I am sorry to infer, from what you say about being recommended to go to a German bath, that you have been out of health lately. There really is a good deal of curative virtue in the air, waters, and exercise one gets at such places, and if the boredom were not strong enough to counteract the better influences, it would be worth while to endure.
That phrase of Miss Stuart's—"fall flat on the world"—is worth remembering. I should think it is not likely to prove prophetic, if she is at all like her cousin, whose fair, piquant face remains very vividly before me. The older one gets, the more one delights in these young things, rejoicing in their joys.
The ministerial crisis interests me, though it does not bring me any practical need for thinking of it, as it does to you. I wish there were some solid, philosophical Conservative to take the reins—one who knows the true functions of stability in human affairs, and, as the psalm says, "Would also practice what he knows."
Letter to Edward Burne-Jones, 20th Mch. 1873.
I suppose my hesitation about writing to you to tell you of a debt I feel towards you is all vanity. If you did not know me, you might think a great deal more of my judgment than it is worth, and I should feel bold in that possibility. But when judgment is understood to mean simply one's own impression of delight, one ought not to shrink from making one's small offering of burnt clay because others can give gold statues.

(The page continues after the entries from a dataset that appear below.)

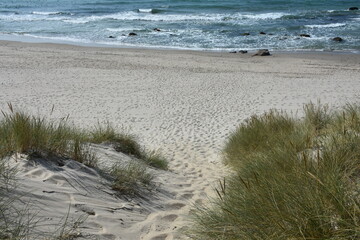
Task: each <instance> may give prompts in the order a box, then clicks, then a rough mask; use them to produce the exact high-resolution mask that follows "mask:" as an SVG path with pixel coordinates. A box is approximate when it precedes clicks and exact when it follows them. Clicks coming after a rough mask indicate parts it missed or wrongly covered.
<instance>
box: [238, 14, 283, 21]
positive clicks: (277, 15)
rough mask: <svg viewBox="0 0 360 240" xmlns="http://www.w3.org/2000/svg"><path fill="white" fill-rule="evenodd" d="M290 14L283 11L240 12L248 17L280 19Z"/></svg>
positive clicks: (268, 18) (245, 16) (256, 18)
mask: <svg viewBox="0 0 360 240" xmlns="http://www.w3.org/2000/svg"><path fill="white" fill-rule="evenodd" d="M287 15H289V14H287V13H283V12H273V13H260V14H240V16H241V17H243V18H248V19H259V20H261V19H279V18H282V17H284V16H287Z"/></svg>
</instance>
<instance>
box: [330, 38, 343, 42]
mask: <svg viewBox="0 0 360 240" xmlns="http://www.w3.org/2000/svg"><path fill="white" fill-rule="evenodd" d="M332 40H333V41H335V42H342V41H343V40H344V39H342V38H341V37H334V38H333V39H332Z"/></svg>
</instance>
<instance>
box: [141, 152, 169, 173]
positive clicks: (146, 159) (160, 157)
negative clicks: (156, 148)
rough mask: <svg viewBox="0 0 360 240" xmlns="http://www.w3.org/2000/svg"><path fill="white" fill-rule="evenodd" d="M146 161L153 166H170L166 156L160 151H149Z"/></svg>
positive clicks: (156, 167) (147, 162) (164, 168)
mask: <svg viewBox="0 0 360 240" xmlns="http://www.w3.org/2000/svg"><path fill="white" fill-rule="evenodd" d="M144 161H145V163H146V164H148V165H149V166H152V167H154V168H158V169H162V170H167V169H168V167H169V163H168V161H167V159H166V158H164V157H163V156H162V155H161V154H160V153H159V152H155V151H153V152H150V153H147V154H146V156H145V158H144Z"/></svg>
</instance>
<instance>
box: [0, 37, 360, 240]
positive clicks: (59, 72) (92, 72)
mask: <svg viewBox="0 0 360 240" xmlns="http://www.w3.org/2000/svg"><path fill="white" fill-rule="evenodd" d="M359 73H360V56H359V55H349V54H347V55H343V54H330V53H317V54H312V53H308V54H301V53H299V54H274V55H273V56H270V57H251V56H250V55H240V54H229V53H201V52H187V51H183V52H182V51H155V50H141V49H110V48H108V49H102V48H84V47H76V46H65V45H50V44H24V43H14V42H0V84H1V85H0V108H1V109H4V108H6V103H7V102H11V103H12V104H13V105H14V106H16V107H18V108H20V109H26V110H27V111H29V112H32V113H39V114H41V115H45V116H48V115H49V112H50V110H51V108H52V106H53V105H54V106H55V112H54V114H53V115H51V117H53V118H60V117H64V116H66V115H67V114H69V115H70V120H71V121H73V122H74V123H75V124H76V125H78V126H81V127H88V126H93V125H94V124H95V123H97V122H98V121H110V122H112V123H114V124H115V125H116V126H117V127H118V128H122V127H125V128H126V129H127V130H128V131H130V132H131V133H134V134H136V135H137V136H138V138H139V140H140V141H141V143H142V144H143V145H145V146H146V147H147V148H148V149H149V150H157V149H158V150H160V151H161V152H162V153H163V154H164V155H165V156H166V157H167V158H168V159H169V160H170V169H171V174H174V175H171V176H172V177H171V176H170V175H166V174H164V175H161V176H160V179H158V181H162V182H163V184H164V185H165V186H166V187H167V189H169V191H171V193H172V194H171V196H169V197H167V198H164V201H162V203H163V209H162V210H154V211H152V212H151V213H150V215H147V216H146V217H145V218H138V222H136V223H134V224H133V225H131V226H129V228H128V229H129V231H133V232H136V234H133V235H132V236H136V238H139V239H152V240H161V239H166V240H169V239H182V238H185V237H184V236H183V235H181V234H180V233H179V232H178V229H181V228H184V227H186V225H187V224H188V223H187V222H186V219H187V218H186V217H187V215H188V213H189V211H190V207H191V204H194V203H200V202H203V201H204V200H206V199H207V197H208V196H209V194H210V195H211V194H212V187H214V185H215V184H216V181H217V180H218V179H221V178H222V177H223V176H225V175H226V173H227V171H228V170H227V169H226V168H225V167H224V166H223V165H222V163H221V160H220V159H221V157H220V151H221V149H222V147H223V145H224V142H225V140H226V137H227V136H228V135H229V133H230V132H231V131H232V130H234V129H235V128H236V126H237V125H238V124H239V123H240V122H241V121H243V120H244V119H246V118H248V117H249V116H251V115H253V114H260V113H262V112H264V111H267V110H268V109H270V108H278V109H285V110H288V111H294V112H296V111H297V110H299V109H301V108H302V106H303V104H304V103H308V102H309V101H317V100H318V99H320V100H321V101H322V102H323V103H329V104H330V105H333V106H340V105H343V104H345V103H347V102H354V101H359V99H360V98H359V97H360V94H359V93H360V77H359V75H360V74H359ZM174 176H176V177H175V178H174ZM167 177H169V178H168V179H167ZM96 224H100V225H101V224H103V225H104V223H102V222H101V219H97V221H96ZM107 224H109V223H108V222H107ZM105 225H106V224H105ZM105 225H104V228H105ZM108 228H109V229H110V230H108V232H109V233H115V232H116V231H115V230H111V229H112V228H116V226H110V227H108ZM113 236H114V235H113ZM129 236H130V235H129ZM136 238H134V239H136ZM118 239H125V238H118Z"/></svg>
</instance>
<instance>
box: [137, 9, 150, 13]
mask: <svg viewBox="0 0 360 240" xmlns="http://www.w3.org/2000/svg"><path fill="white" fill-rule="evenodd" d="M138 11H139V12H142V13H151V12H152V9H151V8H149V9H145V8H140V9H139V10H138Z"/></svg>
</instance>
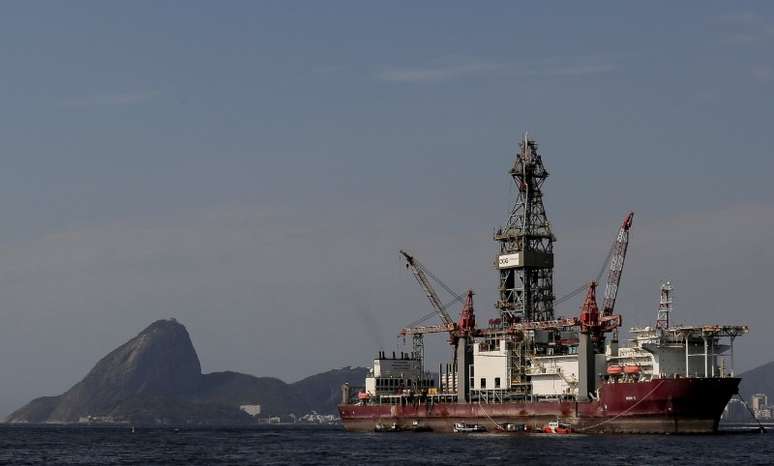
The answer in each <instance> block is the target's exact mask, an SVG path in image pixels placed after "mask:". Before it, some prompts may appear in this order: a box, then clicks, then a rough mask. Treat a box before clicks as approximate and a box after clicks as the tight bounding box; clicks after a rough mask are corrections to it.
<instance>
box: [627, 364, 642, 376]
mask: <svg viewBox="0 0 774 466" xmlns="http://www.w3.org/2000/svg"><path fill="white" fill-rule="evenodd" d="M639 373H640V366H637V365H635V364H627V365H625V366H624V374H627V375H636V374H639Z"/></svg>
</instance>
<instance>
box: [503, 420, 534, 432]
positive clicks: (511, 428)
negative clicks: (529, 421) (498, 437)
mask: <svg viewBox="0 0 774 466" xmlns="http://www.w3.org/2000/svg"><path fill="white" fill-rule="evenodd" d="M497 430H498V431H500V432H526V431H527V425H526V424H515V423H513V422H507V423H505V424H497Z"/></svg>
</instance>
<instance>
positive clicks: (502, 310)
mask: <svg viewBox="0 0 774 466" xmlns="http://www.w3.org/2000/svg"><path fill="white" fill-rule="evenodd" d="M510 174H511V177H512V178H513V181H514V183H516V188H517V191H516V202H515V204H514V206H513V209H512V210H511V214H510V216H509V217H508V221H507V223H506V224H505V225H504V226H503V227H502V228H500V229H499V230H498V231H497V232H496V233H495V236H494V239H495V240H496V241H497V242H499V243H500V252H499V256H498V258H497V268H498V269H499V272H500V286H499V291H500V298H499V300H498V302H497V304H496V307H497V308H498V309H499V310H500V313H501V320H502V323H503V325H504V326H507V325H509V324H513V323H518V322H522V321H529V322H531V321H546V320H552V319H553V317H554V309H553V302H554V279H553V269H554V251H553V243H554V241H556V238H554V235H553V233H552V232H551V224H550V222H549V221H548V217H547V216H546V210H545V207H544V206H543V191H542V188H543V183H544V182H545V180H546V178H547V177H548V172H547V171H546V169H545V167H543V160H542V158H541V156H540V154H539V153H538V147H537V143H536V142H535V141H534V140H532V139H528V138H527V135H526V133H525V134H524V138H523V140H522V142H521V147H520V150H519V153H518V154H517V156H516V161H515V162H514V163H513V168H512V169H511V171H510Z"/></svg>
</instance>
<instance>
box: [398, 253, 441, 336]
mask: <svg viewBox="0 0 774 466" xmlns="http://www.w3.org/2000/svg"><path fill="white" fill-rule="evenodd" d="M400 253H401V255H402V256H403V257H404V258H405V259H406V268H408V269H409V270H411V273H412V274H414V278H416V280H417V283H419V286H420V287H422V290H423V291H424V292H425V295H426V296H427V299H429V300H430V304H431V305H432V306H433V309H435V312H436V313H437V314H438V317H440V318H441V321H442V322H443V324H444V326H446V328H447V331H449V330H452V329H453V328H454V326H455V323H454V320H453V319H452V318H451V316H450V315H449V313H448V312H446V309H445V307H444V305H443V304H442V303H441V300H440V299H439V298H438V293H436V292H435V290H434V289H433V286H432V285H431V284H430V280H428V278H427V275H428V274H429V271H427V270H426V269H425V266H424V265H422V263H421V262H419V261H418V260H417V259H416V258H415V257H414V256H412V255H411V254H409V253H408V252H406V251H404V250H402V249H401V251H400ZM444 288H446V287H444Z"/></svg>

It would be narrowness to suppose that an artist can only care for the impressions of those who know the methods of his art as well as feel its effects. Art works for all whom it can touch. And I want in gratitude to tell you that your work makes life larger and more beautiful to me. I mean that historical life of all the world, in which our little personal share often seems a mere standing-room from which we can look all round, and chiefly backward. Perhaps the work has a strain of special sadness in it—perhaps a deeper sense of the tremendous outer forces which urge us, than of the inner impulse towards heroic struggle and achievement—but the sadness is so inwrought with pure, elevating sensibility to all that is sweet and beautiful in the story of man and in the face of the earth that it can no more be found fault with than the sadness of mid-day, when Pan is touchy, like the rest of us. Don't you agree with me that much superfluous stuff is written on all sides about purpose in art? A nasty mind makes nasty art, whether for art or any other sake; and a meagre mind will bring forth what is meagre. And some effect in determining other minds there must be, according to the degree of nobleness or meanness in the selection made by the artist's soul.
Your work impresses me with the happy sense of noble selection and of power determined by refined sympathy. That is why I wanted to thank you in writing, since lip-homage has fallen into disrepute.

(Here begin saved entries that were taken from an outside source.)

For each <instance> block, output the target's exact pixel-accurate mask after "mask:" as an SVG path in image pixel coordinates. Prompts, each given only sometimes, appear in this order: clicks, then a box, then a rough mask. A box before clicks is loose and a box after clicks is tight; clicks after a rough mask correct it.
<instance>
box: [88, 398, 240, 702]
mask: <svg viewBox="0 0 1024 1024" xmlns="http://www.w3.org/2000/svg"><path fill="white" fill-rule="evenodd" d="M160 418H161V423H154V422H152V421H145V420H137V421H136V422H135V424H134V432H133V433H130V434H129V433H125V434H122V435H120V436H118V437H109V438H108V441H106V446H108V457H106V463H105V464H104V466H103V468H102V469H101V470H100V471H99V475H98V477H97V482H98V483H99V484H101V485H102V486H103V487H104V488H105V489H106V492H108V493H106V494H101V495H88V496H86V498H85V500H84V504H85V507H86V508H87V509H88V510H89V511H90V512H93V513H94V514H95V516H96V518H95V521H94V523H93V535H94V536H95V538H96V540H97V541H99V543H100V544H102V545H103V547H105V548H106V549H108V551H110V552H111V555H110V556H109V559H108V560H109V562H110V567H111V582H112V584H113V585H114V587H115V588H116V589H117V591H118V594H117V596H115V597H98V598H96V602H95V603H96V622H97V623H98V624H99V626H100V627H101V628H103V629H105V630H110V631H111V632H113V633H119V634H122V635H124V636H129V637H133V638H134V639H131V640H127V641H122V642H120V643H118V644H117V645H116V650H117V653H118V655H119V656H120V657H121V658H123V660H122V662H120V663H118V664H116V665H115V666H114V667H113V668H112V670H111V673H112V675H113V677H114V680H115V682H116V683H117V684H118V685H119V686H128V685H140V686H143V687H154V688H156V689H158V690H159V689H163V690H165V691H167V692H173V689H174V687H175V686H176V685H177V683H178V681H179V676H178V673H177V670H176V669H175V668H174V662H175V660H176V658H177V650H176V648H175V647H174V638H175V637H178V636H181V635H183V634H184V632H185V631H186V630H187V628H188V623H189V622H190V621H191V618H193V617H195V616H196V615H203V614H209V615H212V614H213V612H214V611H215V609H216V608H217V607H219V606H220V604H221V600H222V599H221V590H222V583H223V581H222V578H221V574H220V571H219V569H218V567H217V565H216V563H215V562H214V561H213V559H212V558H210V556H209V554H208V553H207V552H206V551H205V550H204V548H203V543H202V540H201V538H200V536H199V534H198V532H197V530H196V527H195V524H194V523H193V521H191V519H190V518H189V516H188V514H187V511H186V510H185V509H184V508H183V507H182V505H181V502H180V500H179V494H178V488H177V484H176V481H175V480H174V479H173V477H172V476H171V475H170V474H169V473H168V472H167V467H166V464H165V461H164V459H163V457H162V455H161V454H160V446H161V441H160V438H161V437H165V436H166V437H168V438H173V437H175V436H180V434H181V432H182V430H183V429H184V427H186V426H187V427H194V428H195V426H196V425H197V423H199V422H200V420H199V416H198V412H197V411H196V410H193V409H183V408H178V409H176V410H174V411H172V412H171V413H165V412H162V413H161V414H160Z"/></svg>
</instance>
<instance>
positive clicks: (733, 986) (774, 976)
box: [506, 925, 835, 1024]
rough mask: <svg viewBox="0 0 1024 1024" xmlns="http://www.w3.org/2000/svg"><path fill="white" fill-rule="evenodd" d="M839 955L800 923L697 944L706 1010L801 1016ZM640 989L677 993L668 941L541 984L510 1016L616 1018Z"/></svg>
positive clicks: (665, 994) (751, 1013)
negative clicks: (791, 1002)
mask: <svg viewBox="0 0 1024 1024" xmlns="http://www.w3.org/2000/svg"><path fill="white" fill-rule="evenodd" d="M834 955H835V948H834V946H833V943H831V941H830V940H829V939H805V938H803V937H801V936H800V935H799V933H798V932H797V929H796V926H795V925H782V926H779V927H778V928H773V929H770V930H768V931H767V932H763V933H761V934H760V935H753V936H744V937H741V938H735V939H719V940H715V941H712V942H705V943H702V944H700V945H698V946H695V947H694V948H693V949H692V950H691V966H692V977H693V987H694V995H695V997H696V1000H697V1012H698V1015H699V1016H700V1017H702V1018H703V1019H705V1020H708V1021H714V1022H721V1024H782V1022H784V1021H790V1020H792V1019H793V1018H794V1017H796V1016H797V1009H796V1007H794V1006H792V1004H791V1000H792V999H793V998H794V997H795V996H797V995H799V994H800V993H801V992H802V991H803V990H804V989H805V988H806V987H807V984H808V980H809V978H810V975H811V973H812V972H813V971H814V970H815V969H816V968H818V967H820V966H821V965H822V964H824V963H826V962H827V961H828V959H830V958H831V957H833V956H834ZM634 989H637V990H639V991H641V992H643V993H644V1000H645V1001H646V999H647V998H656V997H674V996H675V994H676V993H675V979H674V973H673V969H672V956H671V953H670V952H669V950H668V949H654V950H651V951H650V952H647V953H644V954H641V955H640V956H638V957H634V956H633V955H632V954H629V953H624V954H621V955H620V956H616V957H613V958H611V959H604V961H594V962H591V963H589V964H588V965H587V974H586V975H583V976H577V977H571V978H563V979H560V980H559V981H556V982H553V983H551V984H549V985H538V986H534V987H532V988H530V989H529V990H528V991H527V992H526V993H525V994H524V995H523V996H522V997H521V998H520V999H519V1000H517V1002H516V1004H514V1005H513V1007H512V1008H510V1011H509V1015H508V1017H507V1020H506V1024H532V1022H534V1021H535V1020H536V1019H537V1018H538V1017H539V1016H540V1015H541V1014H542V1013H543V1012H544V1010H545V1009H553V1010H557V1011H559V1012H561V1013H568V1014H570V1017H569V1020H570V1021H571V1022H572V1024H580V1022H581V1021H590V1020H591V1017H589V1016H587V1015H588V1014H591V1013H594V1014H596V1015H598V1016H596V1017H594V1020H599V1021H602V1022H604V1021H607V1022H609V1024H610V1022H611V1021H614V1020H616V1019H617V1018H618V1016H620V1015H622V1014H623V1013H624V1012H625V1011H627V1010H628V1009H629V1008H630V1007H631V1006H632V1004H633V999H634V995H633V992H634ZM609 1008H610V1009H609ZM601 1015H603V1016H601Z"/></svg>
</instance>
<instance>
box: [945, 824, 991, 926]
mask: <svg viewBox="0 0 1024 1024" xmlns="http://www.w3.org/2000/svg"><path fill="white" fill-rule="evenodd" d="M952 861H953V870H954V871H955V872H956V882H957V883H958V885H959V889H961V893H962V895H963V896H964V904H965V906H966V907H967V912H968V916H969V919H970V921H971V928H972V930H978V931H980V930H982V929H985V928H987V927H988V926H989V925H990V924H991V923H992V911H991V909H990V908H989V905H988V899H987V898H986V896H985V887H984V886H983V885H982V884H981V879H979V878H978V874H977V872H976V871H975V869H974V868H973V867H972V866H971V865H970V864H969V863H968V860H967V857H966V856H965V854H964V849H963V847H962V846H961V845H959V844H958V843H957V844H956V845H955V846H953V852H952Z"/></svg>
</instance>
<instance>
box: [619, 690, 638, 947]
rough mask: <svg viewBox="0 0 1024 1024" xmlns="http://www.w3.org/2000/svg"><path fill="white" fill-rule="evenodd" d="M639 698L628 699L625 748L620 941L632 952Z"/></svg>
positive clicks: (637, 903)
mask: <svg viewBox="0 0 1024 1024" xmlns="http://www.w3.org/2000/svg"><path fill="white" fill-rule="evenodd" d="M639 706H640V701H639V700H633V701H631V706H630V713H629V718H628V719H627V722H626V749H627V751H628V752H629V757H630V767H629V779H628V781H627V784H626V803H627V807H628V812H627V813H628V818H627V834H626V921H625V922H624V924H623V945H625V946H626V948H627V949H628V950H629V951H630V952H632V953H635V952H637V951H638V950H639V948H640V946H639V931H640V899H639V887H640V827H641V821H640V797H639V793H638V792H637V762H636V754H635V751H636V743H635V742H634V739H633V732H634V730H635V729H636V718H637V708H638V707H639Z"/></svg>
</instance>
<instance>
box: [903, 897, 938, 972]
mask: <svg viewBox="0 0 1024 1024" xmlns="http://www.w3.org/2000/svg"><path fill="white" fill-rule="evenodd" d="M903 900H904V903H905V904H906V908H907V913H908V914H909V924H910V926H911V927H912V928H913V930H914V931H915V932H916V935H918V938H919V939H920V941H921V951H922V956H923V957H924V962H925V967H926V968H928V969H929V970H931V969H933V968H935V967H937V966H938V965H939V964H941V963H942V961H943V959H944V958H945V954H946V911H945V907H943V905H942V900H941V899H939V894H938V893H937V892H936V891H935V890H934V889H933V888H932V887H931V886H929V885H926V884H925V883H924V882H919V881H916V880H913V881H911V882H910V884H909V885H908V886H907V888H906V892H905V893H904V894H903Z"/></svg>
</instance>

I cannot help liking to tell you a sign that my delight must have taken a little bit of the same curve as yours. Looking, à propos of your picture, into the "Iphigenia in Aulis," to read the chorus you know of, I found my blue pencil-marks made seven years ago (and gone into that forgetfulness which makes my mind seem very large and empty)—blue pencil-marks made against the dance—loving Kithara and the footsteps of the muses and the nereids dancing on the shining sands. I was pleased to see that my mind had been touched in a dumb way by what has touched yours to fine utterance.
Letter to Mrs. Congreve, 15th April, 1873
Welcome back to Europe! What a comfort to see your handwriting dated from San Remo—to think that Dr. Congreve's anxieties about your voyage are at an end, and that you are once more in the post which is more specially and permanently yours! Mr. Lewes finds fault with your letter for not telling enough; but the mere fact of your safety seems to fill it quite full for me, and I can think of no drawbacks—not even of the cold, which I hope is by this time passing away for you, as it is for us. You must be so rich in memories that we and our small ordinary news must appear very flat to you, but we will submit to be a little despised by you if only we can have you with us again. I have never lost the impression of Dr. Congreve's look when he paid us his farewell visit, and spoke of his anxiety about your voyage, fearing that you had started too late; and that impression gives me all the keener sympathy with the repose I trust he is feeling. About ourselves I have only good news to tell. We are happier than ever, and have no troubles. We are searching for a country-house to go to at the end of May or earlier. I long for the perfect peace and freedom of the country again. The hours seem to stretch themselves there, and to hold twice as much thought as one can get into them in town, where acquaintances and small claims inevitably multiply.